As historical research on consumption widens geo-graphically, more and more emphasis will be put on the relative autonomy of developments, the evolution of sensibilities about material goods different from in the West, the factors that explain the disposition to or resistance against using Western goods (Bayly 1986, Hamilton and Chi-Kong Lai 1989). If the measure is not the quantity of goods and durability of structures but the quality of life that provided for physical well-being but used resources economically, the Japanese compared favorably with the British in the nineteenth century (Hanley 1997). Japan clearly had a distinctive trajectory of development. Urban markets and print culture flourished as early as the Tokugawa period in spite of sumptuary laws (ended only in 1868) that prescripted behaviors on everything from the size and location of residence to style of headgear and foot-wear. The emergence of mass consumption before World War II was disjoined from democratization. The males of the modern middle-salaried class were notably new goods oriented, out of eagerness to show off their capacity to master Western-type technologies and thereby legitimate their place in the social hierarchy.

4. New Agendas

The history of consumer movements stands as an important chapter of the history of consumption. Consumer cooperatives have a venerable history, starting from 1844, when the impoverished spinners of Rochdale in the north of England formed associations to secure their food supply against speculators and the exploitative practices of company stores. From the late nineteenth century, often in connection with the socialist movement, cooperativism spread globally, sometimes to fall victim to political repression, sometimes to succeed so well as to become practically indistinguishable from capitalist enterprises except in its democratic membership statutes and payout of dividends. Movements on behalf of consumer protections were pioneered in the USA as early as the Progressive era.

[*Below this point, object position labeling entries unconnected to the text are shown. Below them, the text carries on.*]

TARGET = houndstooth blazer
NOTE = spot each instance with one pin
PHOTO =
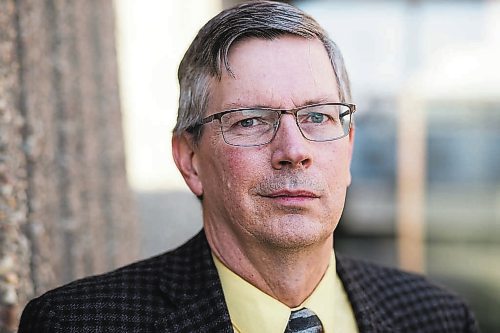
(180, 291)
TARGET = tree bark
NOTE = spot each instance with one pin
(65, 207)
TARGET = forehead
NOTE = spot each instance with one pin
(285, 72)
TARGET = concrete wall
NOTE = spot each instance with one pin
(65, 207)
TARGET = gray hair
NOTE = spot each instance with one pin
(207, 56)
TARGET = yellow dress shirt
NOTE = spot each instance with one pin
(253, 311)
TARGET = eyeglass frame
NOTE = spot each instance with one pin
(294, 111)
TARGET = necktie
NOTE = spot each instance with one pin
(304, 321)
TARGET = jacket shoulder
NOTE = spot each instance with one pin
(125, 298)
(405, 301)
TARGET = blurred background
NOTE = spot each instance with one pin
(88, 100)
(426, 171)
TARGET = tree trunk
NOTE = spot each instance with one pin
(65, 206)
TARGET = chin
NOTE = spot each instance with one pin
(297, 235)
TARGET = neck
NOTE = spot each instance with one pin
(288, 275)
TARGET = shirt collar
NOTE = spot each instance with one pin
(252, 310)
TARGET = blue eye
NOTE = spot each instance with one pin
(247, 122)
(317, 118)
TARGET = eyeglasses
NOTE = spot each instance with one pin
(249, 127)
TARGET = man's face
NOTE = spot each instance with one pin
(288, 193)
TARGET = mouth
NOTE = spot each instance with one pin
(293, 194)
(291, 198)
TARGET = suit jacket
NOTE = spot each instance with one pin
(180, 291)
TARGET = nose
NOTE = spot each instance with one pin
(289, 148)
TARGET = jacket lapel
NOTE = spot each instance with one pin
(192, 286)
(369, 317)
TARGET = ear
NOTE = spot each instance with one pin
(186, 159)
(350, 152)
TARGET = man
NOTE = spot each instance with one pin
(264, 139)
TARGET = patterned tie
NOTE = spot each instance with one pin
(304, 321)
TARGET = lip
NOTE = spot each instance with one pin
(293, 194)
(291, 198)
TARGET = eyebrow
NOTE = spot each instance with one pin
(235, 105)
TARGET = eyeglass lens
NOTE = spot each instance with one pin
(253, 127)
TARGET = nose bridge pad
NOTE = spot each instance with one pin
(278, 123)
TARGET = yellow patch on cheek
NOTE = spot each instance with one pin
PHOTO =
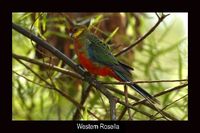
(76, 34)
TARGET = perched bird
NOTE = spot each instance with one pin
(94, 55)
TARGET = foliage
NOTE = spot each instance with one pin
(163, 55)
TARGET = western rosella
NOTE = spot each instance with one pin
(94, 55)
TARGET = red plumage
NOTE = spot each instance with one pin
(90, 65)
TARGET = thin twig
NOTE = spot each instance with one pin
(144, 81)
(44, 64)
(160, 19)
(67, 60)
(60, 92)
(83, 99)
(173, 103)
(159, 94)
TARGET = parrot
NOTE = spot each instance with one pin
(95, 56)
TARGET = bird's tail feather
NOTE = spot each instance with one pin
(145, 94)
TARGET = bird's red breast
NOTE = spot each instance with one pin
(92, 67)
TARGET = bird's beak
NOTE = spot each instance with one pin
(70, 34)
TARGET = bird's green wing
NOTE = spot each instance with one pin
(99, 52)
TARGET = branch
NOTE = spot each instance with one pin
(159, 94)
(144, 81)
(68, 97)
(160, 19)
(44, 64)
(67, 60)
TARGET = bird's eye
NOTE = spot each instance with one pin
(75, 30)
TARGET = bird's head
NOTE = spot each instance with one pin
(76, 31)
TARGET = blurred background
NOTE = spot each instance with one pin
(163, 55)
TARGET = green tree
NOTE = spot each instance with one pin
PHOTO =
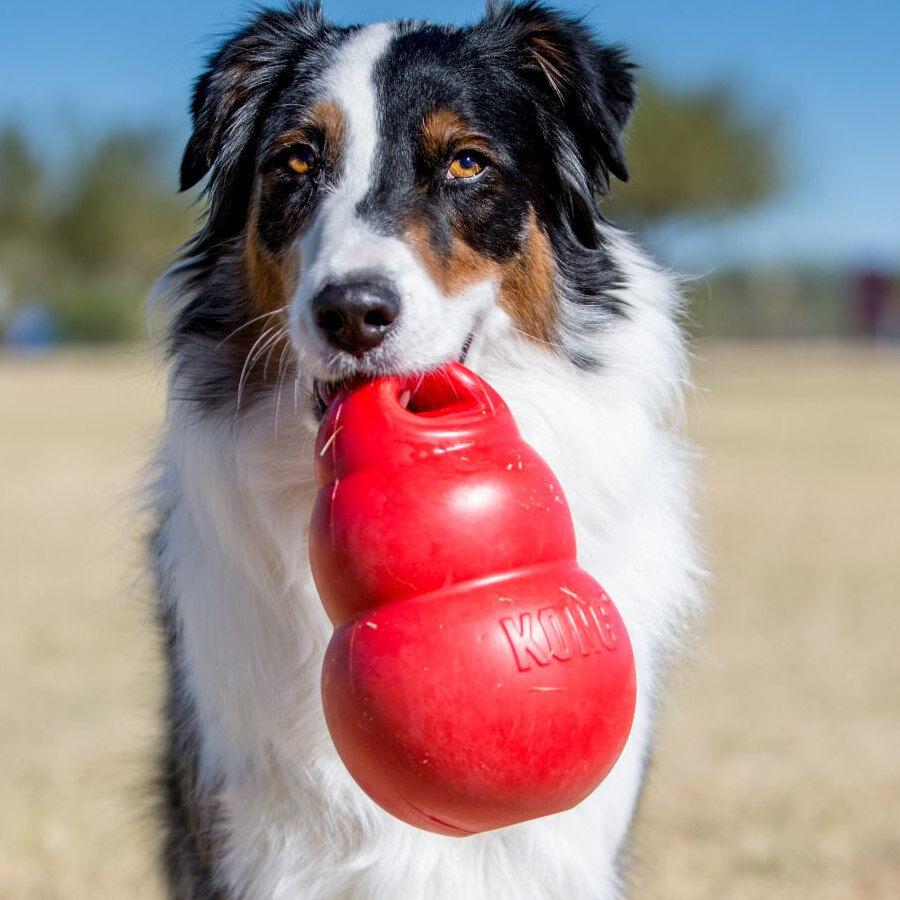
(693, 155)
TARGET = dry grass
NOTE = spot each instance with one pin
(776, 773)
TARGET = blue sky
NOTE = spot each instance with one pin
(829, 71)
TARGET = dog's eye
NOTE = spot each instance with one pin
(302, 159)
(466, 164)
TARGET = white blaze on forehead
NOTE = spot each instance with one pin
(349, 84)
(340, 244)
(330, 247)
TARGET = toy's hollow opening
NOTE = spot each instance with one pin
(436, 395)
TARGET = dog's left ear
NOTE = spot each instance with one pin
(590, 85)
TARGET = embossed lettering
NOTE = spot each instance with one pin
(585, 627)
(601, 613)
(523, 643)
(553, 624)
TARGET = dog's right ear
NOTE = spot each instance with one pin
(238, 81)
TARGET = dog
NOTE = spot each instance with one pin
(383, 199)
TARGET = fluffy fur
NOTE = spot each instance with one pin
(516, 268)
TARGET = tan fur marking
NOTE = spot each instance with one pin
(461, 267)
(325, 117)
(526, 282)
(527, 286)
(444, 131)
(270, 281)
(329, 119)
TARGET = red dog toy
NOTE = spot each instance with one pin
(477, 677)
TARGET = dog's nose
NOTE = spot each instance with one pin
(356, 316)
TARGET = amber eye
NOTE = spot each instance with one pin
(466, 164)
(302, 159)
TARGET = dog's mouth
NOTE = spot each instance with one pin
(324, 392)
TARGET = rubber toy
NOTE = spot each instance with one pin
(477, 677)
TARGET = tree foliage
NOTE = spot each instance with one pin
(89, 233)
(694, 155)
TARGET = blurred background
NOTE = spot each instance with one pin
(764, 161)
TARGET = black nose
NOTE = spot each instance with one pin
(356, 316)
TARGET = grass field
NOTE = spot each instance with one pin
(778, 765)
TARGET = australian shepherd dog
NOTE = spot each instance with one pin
(383, 199)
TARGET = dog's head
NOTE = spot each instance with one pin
(384, 188)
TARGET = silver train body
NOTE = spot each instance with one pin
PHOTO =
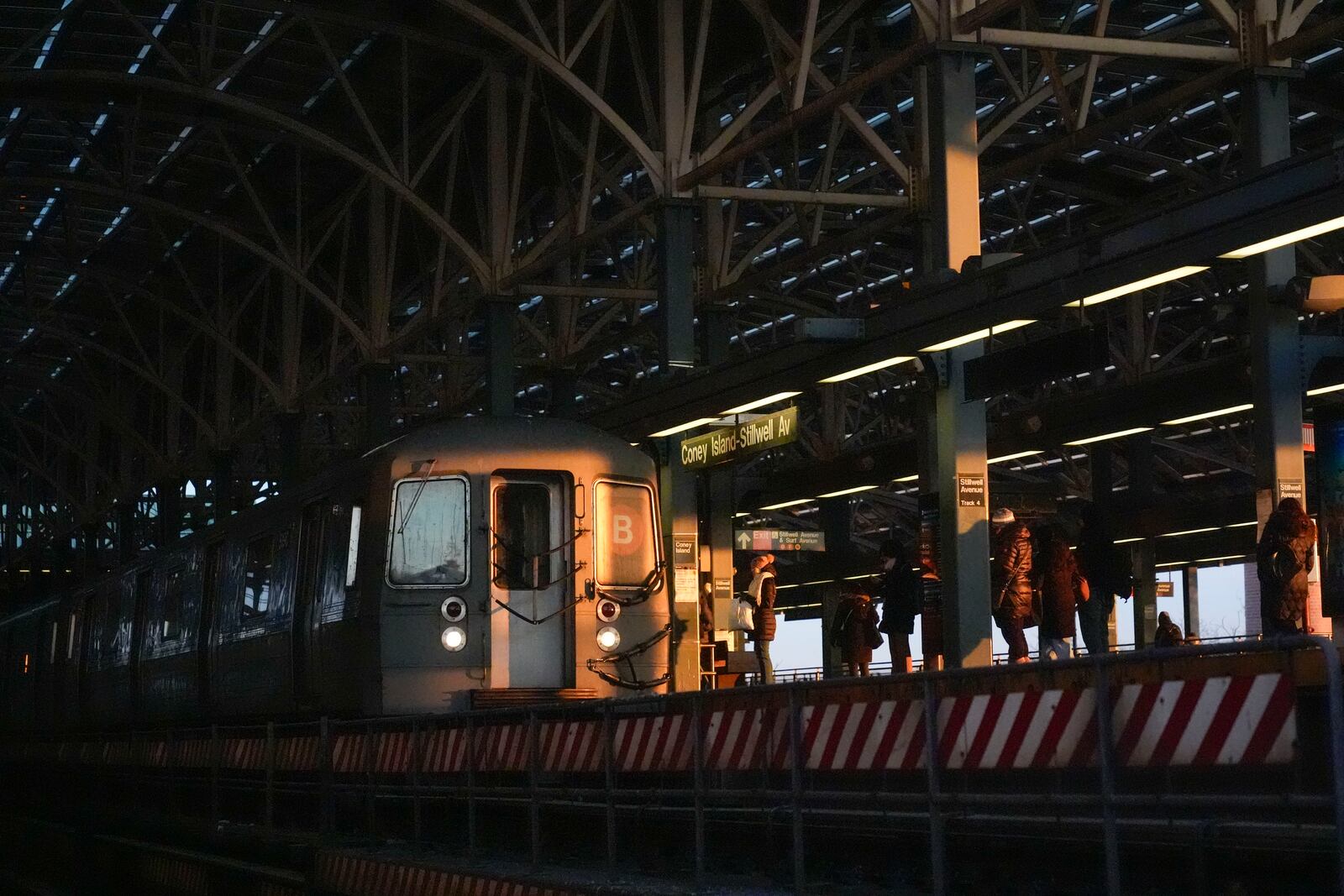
(475, 555)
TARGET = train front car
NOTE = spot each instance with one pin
(521, 555)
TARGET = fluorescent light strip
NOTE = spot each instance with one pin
(674, 430)
(1014, 457)
(1236, 409)
(1156, 280)
(1276, 242)
(784, 504)
(1112, 436)
(853, 490)
(768, 399)
(867, 369)
(978, 335)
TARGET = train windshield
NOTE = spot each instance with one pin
(429, 533)
(627, 544)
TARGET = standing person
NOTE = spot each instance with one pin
(1108, 574)
(1062, 591)
(1283, 562)
(1168, 633)
(855, 631)
(1010, 577)
(900, 593)
(763, 595)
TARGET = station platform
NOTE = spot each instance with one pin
(1209, 759)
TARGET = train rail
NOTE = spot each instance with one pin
(1108, 748)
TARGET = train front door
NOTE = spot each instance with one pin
(531, 582)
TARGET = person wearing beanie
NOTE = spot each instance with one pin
(1010, 575)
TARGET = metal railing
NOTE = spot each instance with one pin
(609, 785)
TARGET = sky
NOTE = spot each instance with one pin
(1222, 613)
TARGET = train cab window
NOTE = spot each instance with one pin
(172, 607)
(627, 543)
(429, 533)
(261, 559)
(522, 537)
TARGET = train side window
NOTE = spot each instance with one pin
(627, 542)
(261, 558)
(353, 553)
(172, 606)
(522, 537)
(429, 533)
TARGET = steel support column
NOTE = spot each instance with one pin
(289, 429)
(223, 485)
(676, 486)
(958, 426)
(1189, 597)
(1276, 343)
(676, 284)
(170, 512)
(839, 562)
(499, 356)
(380, 405)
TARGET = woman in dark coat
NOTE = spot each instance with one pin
(1283, 562)
(1062, 591)
(855, 631)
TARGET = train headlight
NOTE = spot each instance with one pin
(454, 638)
(454, 609)
(608, 638)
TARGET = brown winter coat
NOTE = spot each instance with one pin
(855, 629)
(763, 620)
(1284, 602)
(1011, 571)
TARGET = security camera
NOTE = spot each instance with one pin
(1315, 295)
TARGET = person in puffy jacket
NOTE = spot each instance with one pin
(1062, 591)
(763, 590)
(1283, 562)
(855, 631)
(1010, 580)
(898, 590)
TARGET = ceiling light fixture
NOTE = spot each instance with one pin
(1193, 418)
(784, 504)
(1014, 457)
(1156, 280)
(1276, 242)
(674, 430)
(851, 490)
(752, 406)
(1110, 436)
(978, 335)
(867, 369)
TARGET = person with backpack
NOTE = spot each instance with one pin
(855, 631)
(1010, 580)
(898, 589)
(1106, 571)
(1062, 591)
(763, 591)
(1284, 559)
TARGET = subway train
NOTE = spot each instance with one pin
(483, 555)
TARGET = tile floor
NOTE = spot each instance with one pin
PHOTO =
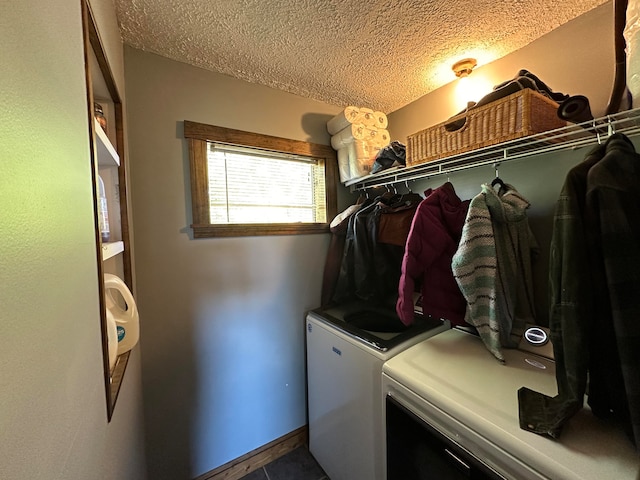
(295, 465)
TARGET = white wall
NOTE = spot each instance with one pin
(53, 417)
(223, 329)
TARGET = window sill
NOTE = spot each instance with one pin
(258, 229)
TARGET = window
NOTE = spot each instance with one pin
(249, 184)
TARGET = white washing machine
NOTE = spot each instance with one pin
(452, 412)
(346, 348)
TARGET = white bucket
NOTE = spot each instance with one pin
(112, 340)
(124, 312)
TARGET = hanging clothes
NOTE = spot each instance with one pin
(338, 228)
(493, 267)
(370, 268)
(431, 242)
(594, 280)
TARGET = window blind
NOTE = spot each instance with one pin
(258, 186)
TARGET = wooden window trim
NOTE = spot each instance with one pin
(198, 134)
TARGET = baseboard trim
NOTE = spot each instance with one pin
(259, 457)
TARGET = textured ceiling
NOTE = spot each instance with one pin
(381, 54)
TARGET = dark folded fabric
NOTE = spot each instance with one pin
(524, 79)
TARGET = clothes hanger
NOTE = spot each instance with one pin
(497, 180)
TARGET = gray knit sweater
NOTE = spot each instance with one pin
(493, 267)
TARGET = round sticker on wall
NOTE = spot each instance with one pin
(536, 336)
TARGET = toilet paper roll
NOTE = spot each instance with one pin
(341, 121)
(355, 131)
(381, 120)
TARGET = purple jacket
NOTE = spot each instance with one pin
(432, 241)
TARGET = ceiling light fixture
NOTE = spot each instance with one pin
(464, 67)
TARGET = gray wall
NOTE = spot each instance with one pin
(223, 329)
(53, 416)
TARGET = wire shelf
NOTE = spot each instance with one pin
(570, 137)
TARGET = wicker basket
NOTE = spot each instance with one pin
(523, 113)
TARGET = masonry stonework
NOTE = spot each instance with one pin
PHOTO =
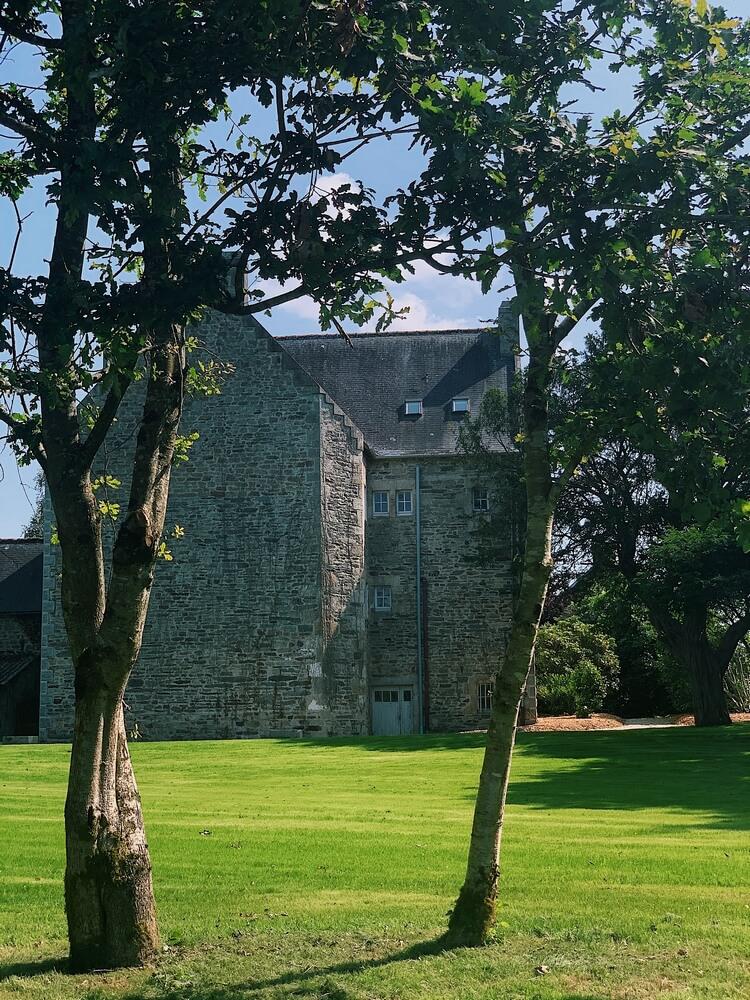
(466, 600)
(264, 623)
(234, 644)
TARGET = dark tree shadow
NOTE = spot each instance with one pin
(26, 970)
(309, 982)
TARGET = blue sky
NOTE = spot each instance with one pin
(435, 301)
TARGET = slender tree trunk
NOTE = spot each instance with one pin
(473, 916)
(108, 890)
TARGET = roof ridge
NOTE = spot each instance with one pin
(490, 328)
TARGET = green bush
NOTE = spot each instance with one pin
(576, 667)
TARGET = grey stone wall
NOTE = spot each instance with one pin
(19, 634)
(467, 601)
(344, 702)
(19, 696)
(234, 642)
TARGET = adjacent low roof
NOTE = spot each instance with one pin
(20, 575)
(374, 376)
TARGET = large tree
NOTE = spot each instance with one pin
(587, 209)
(121, 122)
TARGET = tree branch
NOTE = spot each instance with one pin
(104, 420)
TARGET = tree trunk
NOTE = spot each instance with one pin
(707, 686)
(108, 890)
(473, 917)
(703, 663)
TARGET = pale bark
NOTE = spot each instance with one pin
(473, 916)
(108, 890)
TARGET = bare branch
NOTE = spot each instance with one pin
(104, 420)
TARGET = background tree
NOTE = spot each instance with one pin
(576, 667)
(585, 213)
(121, 124)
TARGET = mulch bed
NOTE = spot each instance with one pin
(602, 720)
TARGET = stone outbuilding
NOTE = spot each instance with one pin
(330, 579)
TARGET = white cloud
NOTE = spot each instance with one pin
(332, 182)
(422, 317)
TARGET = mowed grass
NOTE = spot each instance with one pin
(325, 870)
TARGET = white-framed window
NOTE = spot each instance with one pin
(380, 503)
(484, 697)
(382, 598)
(404, 502)
(480, 499)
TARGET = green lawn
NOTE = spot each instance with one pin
(324, 870)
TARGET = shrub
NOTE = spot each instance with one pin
(576, 666)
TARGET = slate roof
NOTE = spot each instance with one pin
(20, 576)
(12, 664)
(372, 379)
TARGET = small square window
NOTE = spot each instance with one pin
(403, 502)
(380, 505)
(484, 697)
(480, 500)
(382, 598)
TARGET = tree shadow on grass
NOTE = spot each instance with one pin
(303, 979)
(26, 970)
(315, 983)
(701, 771)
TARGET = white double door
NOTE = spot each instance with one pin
(393, 711)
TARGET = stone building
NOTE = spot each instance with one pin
(328, 582)
(20, 629)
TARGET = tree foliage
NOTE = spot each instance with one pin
(576, 667)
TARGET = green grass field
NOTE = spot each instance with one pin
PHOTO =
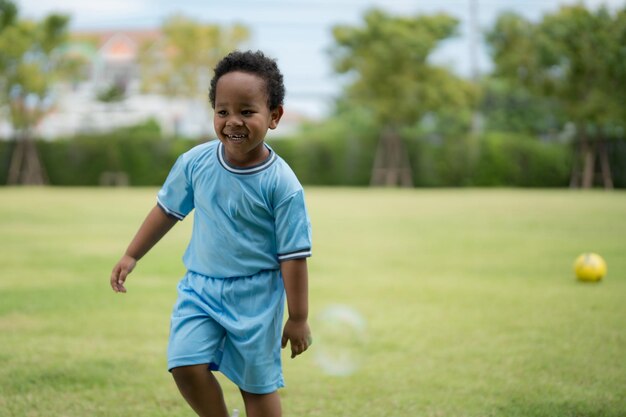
(471, 305)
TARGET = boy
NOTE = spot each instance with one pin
(251, 237)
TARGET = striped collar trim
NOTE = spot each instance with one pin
(247, 170)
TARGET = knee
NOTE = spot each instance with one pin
(184, 376)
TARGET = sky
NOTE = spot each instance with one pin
(297, 33)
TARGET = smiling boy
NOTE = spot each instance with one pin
(250, 240)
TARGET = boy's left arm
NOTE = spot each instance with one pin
(296, 280)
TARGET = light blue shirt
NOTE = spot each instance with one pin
(246, 219)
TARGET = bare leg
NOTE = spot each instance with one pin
(262, 405)
(201, 390)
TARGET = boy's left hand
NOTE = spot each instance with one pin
(298, 334)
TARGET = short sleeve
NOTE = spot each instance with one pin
(176, 195)
(293, 228)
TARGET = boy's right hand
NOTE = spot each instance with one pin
(121, 271)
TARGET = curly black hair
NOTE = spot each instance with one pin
(254, 63)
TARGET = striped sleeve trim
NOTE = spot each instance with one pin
(169, 212)
(304, 253)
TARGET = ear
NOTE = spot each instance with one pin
(275, 116)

The goals were to regulate against corporate malfeasance, regulate against consumer fraud, promote truth in labeling laws, and to protect domestic manufacturing and labor unions with Buy National campaigns. Public interest campaigners, most famously the American Ralph Nader, overturned the age-old rule of caveat emptor through campaigns and law suits to hold manufacturers liable for consumer safety. Aside from studying actual movements of protest or reform, historians of consumer cultures constantly engage with the vexed question as to whether mass consumption, like the ‘bread and circuses’ in Roman times or the provisioning boards of absolutist monarchies, has blinded subaltern classes to their exploitation or whether goods, services, and occasions of consumption cannot equally be used, like other social activities, to create communities of opposition, facilitate communication (and thereby to provide alternative perspectives on prevailing power arrangements), and propose new standards of living that, implicitly at least, challenge the existing distribution and styles of wealth and power.

If one is to find fault with this vital field, it is that its rapid growth had caused it to reflect too little on its own genealogy and on the issues that spurred its development. If, initially, the field referred largely to the contemporary period, it now embraces Greco– Roman antiquity as well as postcolonial Central America, the superabundant material culture of the West, and the economies of scarcity of Africa and Southeast Asia. What then, if any, are the shared concerns? One certainly is methodological, common to social history generally, namely to overcome the bias toward the object-laden as opposed to the objectless in the reconstruction of the past. Another concern is to consider the symbolic charge of goods in tandem with the inequalities and asymmetries of power that to a greater or lesser degree are common to all societies. Historically, people have always used goods to think about their society. Ultimately, the historian’s charge is to discover, classify, and compare the extraordinarily different range of ways this has occurred.